El orden de las voces
Es lunes por la mañana, llueve afuera y el parque, sembrado de hojas de otoño, está precioso. Miro por la ventana —un ojo a mi interior— buscando palabritas que compartir contigo. ¿Qué quiero contarte? Ha pasado mucho durante los últimos meses. Mucho adentro, me refiero. Desde que decidí entregarme a este caminar en belleza a principios de año —esto es, a descubrir y recorrer el camino de mi corazón— me estoy transformando en alguien que se parece más a mí de lo que me podía imaginar. Quizás parece extraño que lo exprese de esta manera, pero es la forma más fiel que encuentro. Estaba (sigo estando) llena de condicionamientos, historias y sueños que creía míos, pero en realidad no lo eran. Ando investigando uno por uno esos relatos, preguntándome si los sigo queriendo dentro de mí. Es brutalmente honesto este trabajo. Pero, también, insoslayable.

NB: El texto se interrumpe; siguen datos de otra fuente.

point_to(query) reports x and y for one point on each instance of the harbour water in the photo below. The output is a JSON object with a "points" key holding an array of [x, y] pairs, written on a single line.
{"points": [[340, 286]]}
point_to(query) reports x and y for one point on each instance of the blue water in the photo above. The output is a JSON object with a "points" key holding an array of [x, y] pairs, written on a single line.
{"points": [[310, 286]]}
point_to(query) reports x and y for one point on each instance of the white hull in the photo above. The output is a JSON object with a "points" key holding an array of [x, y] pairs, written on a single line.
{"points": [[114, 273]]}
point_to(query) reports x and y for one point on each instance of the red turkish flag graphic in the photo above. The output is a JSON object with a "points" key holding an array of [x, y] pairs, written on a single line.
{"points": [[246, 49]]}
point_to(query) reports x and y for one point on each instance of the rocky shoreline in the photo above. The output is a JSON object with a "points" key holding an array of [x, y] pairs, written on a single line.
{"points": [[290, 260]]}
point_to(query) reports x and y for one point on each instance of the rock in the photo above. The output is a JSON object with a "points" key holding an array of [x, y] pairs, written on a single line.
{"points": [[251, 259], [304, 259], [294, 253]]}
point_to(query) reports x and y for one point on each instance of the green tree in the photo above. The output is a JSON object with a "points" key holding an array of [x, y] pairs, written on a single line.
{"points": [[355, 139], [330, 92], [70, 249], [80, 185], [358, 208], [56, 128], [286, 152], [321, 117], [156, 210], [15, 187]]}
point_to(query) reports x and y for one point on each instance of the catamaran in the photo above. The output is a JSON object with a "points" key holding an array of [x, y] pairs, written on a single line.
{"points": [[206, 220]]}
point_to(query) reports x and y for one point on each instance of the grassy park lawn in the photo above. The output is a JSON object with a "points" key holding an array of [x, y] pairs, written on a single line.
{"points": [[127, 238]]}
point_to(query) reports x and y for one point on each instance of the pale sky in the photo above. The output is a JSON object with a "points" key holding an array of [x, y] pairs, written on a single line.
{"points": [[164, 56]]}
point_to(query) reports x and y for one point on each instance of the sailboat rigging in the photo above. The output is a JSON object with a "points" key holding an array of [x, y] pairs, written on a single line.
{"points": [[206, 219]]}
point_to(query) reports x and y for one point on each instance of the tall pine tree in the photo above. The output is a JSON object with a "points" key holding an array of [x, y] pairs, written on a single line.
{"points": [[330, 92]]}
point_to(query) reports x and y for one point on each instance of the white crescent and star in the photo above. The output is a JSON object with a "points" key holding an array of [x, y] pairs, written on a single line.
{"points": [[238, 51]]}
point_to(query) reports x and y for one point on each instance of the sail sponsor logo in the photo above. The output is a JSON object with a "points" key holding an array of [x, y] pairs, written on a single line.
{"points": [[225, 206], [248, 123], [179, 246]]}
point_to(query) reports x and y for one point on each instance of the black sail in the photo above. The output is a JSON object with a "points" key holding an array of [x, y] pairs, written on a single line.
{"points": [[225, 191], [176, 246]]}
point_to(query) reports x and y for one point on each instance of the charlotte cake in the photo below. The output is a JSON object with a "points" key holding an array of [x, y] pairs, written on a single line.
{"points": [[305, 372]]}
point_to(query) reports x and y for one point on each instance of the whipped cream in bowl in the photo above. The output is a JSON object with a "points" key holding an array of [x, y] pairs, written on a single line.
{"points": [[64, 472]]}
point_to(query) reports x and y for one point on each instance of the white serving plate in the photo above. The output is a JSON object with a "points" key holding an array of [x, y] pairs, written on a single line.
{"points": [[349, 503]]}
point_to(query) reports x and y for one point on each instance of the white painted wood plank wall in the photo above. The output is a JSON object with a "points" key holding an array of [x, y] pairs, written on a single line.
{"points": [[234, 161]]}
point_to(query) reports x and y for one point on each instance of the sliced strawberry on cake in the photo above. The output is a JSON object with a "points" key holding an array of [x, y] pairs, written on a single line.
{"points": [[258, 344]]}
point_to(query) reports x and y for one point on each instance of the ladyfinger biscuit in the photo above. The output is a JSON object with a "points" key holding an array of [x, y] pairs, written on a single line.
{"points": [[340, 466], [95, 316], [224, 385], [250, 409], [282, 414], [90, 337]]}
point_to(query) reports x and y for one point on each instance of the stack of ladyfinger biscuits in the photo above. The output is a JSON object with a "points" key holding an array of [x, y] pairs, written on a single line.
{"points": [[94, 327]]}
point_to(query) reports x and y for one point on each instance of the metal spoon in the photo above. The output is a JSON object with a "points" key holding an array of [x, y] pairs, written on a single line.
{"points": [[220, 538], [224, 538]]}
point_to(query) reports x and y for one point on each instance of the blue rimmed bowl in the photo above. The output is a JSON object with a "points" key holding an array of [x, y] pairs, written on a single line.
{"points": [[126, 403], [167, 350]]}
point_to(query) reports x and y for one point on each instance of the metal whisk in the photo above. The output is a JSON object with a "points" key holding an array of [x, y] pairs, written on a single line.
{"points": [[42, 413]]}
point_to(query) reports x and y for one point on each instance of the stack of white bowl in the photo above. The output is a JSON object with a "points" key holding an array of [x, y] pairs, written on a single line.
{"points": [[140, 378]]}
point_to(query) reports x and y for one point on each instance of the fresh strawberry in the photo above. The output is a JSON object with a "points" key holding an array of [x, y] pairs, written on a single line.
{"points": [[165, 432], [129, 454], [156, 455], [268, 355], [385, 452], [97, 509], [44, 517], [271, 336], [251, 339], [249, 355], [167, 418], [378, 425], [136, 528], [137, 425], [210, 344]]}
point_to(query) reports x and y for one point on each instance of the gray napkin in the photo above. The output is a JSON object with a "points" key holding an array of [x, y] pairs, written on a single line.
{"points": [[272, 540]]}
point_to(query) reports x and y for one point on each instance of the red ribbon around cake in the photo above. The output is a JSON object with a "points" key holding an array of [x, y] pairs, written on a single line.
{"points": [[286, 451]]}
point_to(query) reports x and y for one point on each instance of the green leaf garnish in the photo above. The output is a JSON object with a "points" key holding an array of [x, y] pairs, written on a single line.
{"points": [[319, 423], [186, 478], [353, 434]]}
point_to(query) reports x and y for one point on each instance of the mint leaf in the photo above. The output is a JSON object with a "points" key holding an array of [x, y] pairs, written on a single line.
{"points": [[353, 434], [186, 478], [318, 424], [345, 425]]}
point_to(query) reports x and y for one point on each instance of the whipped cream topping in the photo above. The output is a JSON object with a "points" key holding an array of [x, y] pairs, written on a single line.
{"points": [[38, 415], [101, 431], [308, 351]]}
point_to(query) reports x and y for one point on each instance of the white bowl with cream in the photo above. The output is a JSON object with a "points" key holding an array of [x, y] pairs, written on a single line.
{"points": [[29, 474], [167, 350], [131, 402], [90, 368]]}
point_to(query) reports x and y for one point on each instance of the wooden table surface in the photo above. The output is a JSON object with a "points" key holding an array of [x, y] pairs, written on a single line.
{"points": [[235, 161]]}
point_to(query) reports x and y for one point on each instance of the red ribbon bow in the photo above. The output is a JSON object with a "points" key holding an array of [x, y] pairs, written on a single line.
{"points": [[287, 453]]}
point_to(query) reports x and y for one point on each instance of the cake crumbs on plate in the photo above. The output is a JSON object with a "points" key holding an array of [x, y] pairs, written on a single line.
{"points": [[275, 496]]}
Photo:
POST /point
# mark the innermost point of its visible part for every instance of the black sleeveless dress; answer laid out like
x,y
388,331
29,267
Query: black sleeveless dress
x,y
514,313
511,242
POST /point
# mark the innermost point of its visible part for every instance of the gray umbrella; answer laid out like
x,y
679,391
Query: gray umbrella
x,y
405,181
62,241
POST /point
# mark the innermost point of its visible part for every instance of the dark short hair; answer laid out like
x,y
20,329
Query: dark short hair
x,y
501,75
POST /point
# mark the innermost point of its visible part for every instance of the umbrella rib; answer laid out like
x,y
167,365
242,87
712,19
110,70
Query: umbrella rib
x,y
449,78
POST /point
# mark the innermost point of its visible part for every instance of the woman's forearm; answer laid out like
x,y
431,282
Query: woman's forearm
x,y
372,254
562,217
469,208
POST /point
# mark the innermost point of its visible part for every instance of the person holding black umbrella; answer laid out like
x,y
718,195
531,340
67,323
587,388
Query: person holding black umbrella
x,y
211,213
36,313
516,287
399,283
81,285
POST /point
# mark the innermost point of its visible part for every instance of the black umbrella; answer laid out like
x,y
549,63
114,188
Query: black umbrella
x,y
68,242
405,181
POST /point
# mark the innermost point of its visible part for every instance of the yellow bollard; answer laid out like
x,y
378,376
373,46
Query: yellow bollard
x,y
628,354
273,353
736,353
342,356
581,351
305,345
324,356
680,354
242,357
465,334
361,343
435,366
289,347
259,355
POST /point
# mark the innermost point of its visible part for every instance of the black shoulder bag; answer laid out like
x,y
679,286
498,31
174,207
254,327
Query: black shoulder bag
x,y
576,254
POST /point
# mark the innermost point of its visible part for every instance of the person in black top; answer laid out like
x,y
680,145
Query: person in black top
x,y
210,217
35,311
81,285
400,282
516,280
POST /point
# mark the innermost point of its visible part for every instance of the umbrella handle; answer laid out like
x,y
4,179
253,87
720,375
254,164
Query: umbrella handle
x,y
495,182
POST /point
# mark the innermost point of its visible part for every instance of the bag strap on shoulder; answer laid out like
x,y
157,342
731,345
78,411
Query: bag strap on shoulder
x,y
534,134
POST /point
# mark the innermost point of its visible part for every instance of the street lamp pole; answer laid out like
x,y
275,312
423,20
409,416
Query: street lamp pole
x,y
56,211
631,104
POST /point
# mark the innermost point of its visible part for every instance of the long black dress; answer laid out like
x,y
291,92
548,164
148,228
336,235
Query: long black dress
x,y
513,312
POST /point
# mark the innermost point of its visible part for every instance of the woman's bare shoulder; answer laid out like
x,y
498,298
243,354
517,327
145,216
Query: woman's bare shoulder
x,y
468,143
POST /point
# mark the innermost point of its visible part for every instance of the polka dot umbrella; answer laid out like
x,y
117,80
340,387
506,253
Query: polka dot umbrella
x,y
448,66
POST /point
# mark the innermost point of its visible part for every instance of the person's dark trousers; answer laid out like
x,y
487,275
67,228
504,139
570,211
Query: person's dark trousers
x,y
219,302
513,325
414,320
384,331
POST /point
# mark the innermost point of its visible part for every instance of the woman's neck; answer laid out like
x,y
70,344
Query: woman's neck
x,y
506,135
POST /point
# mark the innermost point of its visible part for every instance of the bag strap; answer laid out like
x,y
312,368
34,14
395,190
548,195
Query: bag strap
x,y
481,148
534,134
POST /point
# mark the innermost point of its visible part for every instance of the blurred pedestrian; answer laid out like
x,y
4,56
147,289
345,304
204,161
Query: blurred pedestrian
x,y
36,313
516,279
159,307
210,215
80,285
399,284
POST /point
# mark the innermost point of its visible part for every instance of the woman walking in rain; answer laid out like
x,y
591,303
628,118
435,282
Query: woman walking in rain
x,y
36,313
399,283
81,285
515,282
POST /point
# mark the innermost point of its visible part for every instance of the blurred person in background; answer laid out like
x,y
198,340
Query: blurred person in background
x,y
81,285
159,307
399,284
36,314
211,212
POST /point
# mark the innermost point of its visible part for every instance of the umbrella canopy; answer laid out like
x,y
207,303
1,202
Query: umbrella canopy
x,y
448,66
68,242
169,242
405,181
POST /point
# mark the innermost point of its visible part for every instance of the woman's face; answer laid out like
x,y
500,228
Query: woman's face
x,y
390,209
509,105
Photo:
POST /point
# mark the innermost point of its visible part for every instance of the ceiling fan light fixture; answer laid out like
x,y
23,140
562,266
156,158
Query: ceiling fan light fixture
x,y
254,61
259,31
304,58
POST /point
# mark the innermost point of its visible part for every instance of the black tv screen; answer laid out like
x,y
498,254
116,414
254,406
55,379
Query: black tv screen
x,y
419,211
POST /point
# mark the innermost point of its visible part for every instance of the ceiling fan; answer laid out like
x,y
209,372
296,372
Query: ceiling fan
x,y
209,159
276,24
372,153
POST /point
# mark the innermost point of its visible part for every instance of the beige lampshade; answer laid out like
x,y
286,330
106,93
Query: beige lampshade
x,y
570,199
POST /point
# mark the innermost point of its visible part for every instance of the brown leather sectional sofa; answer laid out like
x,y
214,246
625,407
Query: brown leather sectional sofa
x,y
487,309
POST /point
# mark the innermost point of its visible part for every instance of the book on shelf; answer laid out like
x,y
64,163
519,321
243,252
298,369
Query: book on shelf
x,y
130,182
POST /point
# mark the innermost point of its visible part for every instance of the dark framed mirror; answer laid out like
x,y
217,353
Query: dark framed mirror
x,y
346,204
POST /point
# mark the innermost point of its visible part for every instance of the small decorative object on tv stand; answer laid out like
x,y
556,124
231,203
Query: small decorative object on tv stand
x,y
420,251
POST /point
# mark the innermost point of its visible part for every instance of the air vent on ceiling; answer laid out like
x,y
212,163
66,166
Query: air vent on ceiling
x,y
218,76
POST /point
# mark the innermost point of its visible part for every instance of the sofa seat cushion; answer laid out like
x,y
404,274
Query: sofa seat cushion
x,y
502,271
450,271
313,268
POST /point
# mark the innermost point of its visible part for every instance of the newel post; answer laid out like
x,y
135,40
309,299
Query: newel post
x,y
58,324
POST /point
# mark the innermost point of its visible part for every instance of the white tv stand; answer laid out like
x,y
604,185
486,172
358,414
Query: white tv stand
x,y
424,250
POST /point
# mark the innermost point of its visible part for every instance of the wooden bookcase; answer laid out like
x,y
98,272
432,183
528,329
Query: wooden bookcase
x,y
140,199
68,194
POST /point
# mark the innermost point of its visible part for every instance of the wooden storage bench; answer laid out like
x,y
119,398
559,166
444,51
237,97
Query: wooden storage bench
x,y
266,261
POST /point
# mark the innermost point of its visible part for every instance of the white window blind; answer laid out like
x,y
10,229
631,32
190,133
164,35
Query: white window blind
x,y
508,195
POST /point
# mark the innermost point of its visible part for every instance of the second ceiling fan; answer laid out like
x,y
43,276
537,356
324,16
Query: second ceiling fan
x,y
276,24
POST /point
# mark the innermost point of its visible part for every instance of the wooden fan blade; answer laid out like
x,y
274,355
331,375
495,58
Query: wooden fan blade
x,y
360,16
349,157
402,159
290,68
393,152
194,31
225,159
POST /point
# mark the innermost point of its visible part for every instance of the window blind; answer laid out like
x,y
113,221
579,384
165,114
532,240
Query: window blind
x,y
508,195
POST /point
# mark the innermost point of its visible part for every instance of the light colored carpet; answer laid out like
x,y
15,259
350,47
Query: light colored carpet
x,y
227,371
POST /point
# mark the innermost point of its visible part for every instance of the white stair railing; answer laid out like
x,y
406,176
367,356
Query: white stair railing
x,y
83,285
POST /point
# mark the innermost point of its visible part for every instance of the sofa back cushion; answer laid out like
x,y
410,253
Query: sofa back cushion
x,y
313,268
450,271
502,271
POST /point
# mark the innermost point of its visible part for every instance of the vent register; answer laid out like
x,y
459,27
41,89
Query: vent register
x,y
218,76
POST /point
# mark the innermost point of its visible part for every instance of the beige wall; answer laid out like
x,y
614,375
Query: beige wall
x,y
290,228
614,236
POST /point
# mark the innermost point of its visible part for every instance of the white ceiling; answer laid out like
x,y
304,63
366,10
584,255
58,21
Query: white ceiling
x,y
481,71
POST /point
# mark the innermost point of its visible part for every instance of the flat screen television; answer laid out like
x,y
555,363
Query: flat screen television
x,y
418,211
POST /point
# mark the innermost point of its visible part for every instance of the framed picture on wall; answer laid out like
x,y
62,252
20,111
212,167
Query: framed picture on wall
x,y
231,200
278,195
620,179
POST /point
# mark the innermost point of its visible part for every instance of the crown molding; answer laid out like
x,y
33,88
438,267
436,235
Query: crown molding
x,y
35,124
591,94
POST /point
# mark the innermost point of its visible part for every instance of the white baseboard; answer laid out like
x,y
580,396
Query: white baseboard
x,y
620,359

¿Al otro lado del camino quién me espera? Yo misma.
La verdad es estoy buscando a mí, pues soy la puerta a todo lo que existe. De qué me serviría negarlo.
Hace poco releía a Vivian Gornick. Hay un fragmento en el que cuenta que todos los días mientras camina se dedica a imaginar y ensoñar la vida que no tiene. Una de esas veces siente algo en la boca, un sabor amargo. Y lo sigue sintiendo cada vez que lo hace. Así se da cuenta de que tiene 60 años y la vida se le está pasando entre tanta fantasía. Se asusta, es un abismo: hay que vivir.
Como a Gornick, a mí mi cuerpo también me avisa de que estoy viviendo fuera de mí, en el territorio de la ficción y los sueños. Estos tres meses en Madrid me han ayudado a ver esto con mayor limpieza: puedo construir grandes ciudades en mi mente —tengo ese don—, pero si no actúo en consecuencia, no serán más que puras fantasías. Yo siento esto muy real en relación a mi(s) trabajo(s). Y no porque no concrete, no haga, porque en eso soy experta. Tiene que ver con la dirección. ¿Qué quiero yo de mi vida y cómo me ayuda mi hacer a conseguirlo? Si no me hago esta pregunta antes de iniciar cualquier camino, termino metida en millones de cosas y después no lo puedo sostener.
Descubro dentro de mí dos voces, una que desea compartirlo todo, porque goza haciéndolo, creciendo, transformando y ayudando a otrxs a que se transformen también. ¡Esa voz quiere hacer tanto! Hace como quien respira. Crea para dar, pero se salta el momento de profunda celebración que implica crear para…solo crear. Para gozarse.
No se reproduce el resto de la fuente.